The researchers tested their system on a simulation of a chip with 36 cores, or processing units. They found that, compared to its best-performing predecessors, the system increased processing speed by 20 to 30 percent while reducing energy consumption by 30 to 85 percent.

“What you would like is to take these distributed physical memory resources and build application-specific hierarchies that maximize the performance for your particular application,” says Daniel Sanchez, an assistant professor in the Department of Electrical Engineering and Computer Science (EECS), whose group developed the new system.

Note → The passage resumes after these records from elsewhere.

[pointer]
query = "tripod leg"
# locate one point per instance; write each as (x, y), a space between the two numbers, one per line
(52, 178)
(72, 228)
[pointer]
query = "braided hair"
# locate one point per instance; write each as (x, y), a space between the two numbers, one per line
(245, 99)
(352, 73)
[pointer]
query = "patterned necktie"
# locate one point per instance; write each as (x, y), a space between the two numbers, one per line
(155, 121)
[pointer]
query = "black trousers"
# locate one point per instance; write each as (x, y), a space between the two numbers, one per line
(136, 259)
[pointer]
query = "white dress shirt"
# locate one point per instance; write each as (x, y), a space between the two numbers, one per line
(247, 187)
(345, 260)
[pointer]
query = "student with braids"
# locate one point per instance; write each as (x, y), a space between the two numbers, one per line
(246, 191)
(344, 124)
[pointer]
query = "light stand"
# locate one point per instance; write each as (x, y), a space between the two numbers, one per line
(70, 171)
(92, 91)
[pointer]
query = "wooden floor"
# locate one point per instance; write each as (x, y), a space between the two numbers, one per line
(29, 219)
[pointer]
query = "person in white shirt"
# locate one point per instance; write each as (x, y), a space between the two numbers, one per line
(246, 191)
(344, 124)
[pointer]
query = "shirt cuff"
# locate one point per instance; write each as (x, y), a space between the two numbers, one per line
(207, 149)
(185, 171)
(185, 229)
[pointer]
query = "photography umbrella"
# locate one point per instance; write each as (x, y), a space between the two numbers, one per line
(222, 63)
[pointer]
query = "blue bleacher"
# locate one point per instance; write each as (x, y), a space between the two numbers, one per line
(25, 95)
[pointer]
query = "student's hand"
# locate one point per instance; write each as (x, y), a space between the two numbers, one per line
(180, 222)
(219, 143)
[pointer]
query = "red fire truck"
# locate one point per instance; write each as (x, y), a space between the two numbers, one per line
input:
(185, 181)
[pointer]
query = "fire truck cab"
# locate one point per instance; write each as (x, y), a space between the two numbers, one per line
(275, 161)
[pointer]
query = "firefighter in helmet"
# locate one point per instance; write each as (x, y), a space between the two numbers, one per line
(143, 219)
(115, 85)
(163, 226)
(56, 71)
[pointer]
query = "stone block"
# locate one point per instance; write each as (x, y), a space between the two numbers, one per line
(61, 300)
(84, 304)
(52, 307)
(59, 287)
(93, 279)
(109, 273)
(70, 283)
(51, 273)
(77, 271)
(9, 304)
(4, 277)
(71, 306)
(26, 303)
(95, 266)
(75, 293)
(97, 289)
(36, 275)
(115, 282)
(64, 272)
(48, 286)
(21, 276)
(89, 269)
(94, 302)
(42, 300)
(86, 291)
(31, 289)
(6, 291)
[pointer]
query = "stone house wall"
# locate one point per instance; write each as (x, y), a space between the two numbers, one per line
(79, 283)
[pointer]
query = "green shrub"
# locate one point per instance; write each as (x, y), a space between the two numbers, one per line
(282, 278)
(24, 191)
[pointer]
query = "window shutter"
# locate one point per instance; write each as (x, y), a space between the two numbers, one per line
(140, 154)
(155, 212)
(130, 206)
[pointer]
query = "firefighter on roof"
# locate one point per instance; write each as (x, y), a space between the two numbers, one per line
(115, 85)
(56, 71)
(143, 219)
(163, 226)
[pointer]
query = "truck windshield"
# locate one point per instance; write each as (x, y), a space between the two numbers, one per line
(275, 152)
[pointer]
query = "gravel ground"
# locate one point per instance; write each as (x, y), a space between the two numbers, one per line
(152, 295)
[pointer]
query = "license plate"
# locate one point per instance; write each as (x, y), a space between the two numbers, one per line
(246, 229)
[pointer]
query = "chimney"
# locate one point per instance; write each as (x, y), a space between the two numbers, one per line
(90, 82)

“And that depends on many things in the application. What’s the size of the data it accesses? Does it have hierarchical reuse, so that it would benefit from a hierarchy of progressively larger memories? Or is it scanning through a data structure, so we’d be better off having a single but very large level? How often does it access data? How much would its performance suffer if we just let data drop to main memory? There are all these different tradeoffs.”

Sanchez and his coauthors — Po-An Tsai, a graduate student in EECS at MIT, and Nathan Beckmann, who was an MIT graduate student when the work was done and is now an assistant professor of computer science at Carnegie Mellon University — presented the new system, dubbed Jenga, at the International Symposium on Computer Architecture last week.

Staying local

For the past 10 years or so, improvements in computer chips’ processing power have come from the addition of more cores. The chips in most of today’s desktop computers have four cores, but several major chipmakers have announced plans to move to six cores in the next year or so, and 16-core processors are not uncommon in high-end servers. Most industry watchers assume that the core count will continue to climb.

Each core in a multicore chip usually has two levels of private cache. All the cores share a third cache, which is actually broken up into discrete memory banks scattered around the chip. Some new chips also include a so-called DRAM cache, which is etched into a second chip that is mounted on top of the first.